Una subida de un punto en la deuda de las empresas les costaría unos 9.000 millones más en la cuenta de resultados, mientras que a los hogares les supondría unos 7.000 millones. Hay que recordar que la deuda familiar está en su mayoría indizada al euríbor, más sensible a los movimientos del BCE que a los del mercado de deuda.

España, con muy poco ahorro interno, tiene la dificultad añadida de la elevada dependencia de los financiadores externos. El crecimiento de la deuda externa ha sido vertiginoso durante los años previos a la crisis para sostener el crecimiento desaforado del crédito, y se ha intensificado con la recesión para atender la deuda del Estado, que llega cerca del 100% del PIB, y más de la mitad la tienen fondos no residentes. Es cierto que en los últimos cinco años la economía ha registrado superávit corriente y ha podido reducir tal dependencia neta; pero aún hoy tiene una deuda externa bruta de 1,91 billones de euros (una parte importante es inversión externa directa), que tiene que ser refinanciada periódicamente por el Tesoro, las empresas y los bancos.

Los tipos de refinanciación los marca el mercado, y lo hará en función de la seguridad que tenga en la capacidad de España para hacerlo sin dañar su crecimiento.

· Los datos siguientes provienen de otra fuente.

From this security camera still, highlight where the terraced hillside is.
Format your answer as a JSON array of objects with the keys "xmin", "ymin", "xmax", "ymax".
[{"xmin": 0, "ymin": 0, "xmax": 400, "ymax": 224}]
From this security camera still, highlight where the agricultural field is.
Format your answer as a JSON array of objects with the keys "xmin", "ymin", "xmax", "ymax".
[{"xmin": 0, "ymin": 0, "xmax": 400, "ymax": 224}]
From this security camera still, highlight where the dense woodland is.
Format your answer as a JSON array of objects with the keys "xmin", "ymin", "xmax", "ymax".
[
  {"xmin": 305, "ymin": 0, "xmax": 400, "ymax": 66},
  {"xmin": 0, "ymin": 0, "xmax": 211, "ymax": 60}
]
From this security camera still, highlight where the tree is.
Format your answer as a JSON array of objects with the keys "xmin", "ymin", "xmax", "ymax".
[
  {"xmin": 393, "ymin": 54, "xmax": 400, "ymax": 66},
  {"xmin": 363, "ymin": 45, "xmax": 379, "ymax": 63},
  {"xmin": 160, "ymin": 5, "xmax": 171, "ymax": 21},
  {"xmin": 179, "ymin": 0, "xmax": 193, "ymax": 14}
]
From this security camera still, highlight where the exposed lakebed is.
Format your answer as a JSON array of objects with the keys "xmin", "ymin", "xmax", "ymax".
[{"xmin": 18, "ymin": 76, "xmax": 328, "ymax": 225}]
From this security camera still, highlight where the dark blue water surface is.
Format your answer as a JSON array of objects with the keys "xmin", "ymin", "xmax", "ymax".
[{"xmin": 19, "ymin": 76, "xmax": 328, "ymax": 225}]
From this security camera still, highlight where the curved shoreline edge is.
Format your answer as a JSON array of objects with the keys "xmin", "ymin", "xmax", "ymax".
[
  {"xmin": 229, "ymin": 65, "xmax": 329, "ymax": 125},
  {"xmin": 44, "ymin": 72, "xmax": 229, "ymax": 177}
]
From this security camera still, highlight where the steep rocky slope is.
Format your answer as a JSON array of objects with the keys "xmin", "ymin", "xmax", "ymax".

Lógicamente, España y sus agentes económicos residentes también tienen deuda emitida por deudores externos, hasta el punto de que la deuda externa neta, lo que se conoce como posición internacional de inversión, es de casi un billón de euros (997.000 millones ahora). Es el 86,6% del PIB, una proporción que se reduce en los últimos años por la generación de capacidad de financiación citada (estuvo en el 98,9% en 2015), pero que sigue alejada de lo que Europa considera óptimo para encajar shocks financieros: el 35% del PIB. Alemania tiene una posición positiva del 50% del PIB, y Francia la tiene negativa, pero cerca de un tercio del desequilibrio español.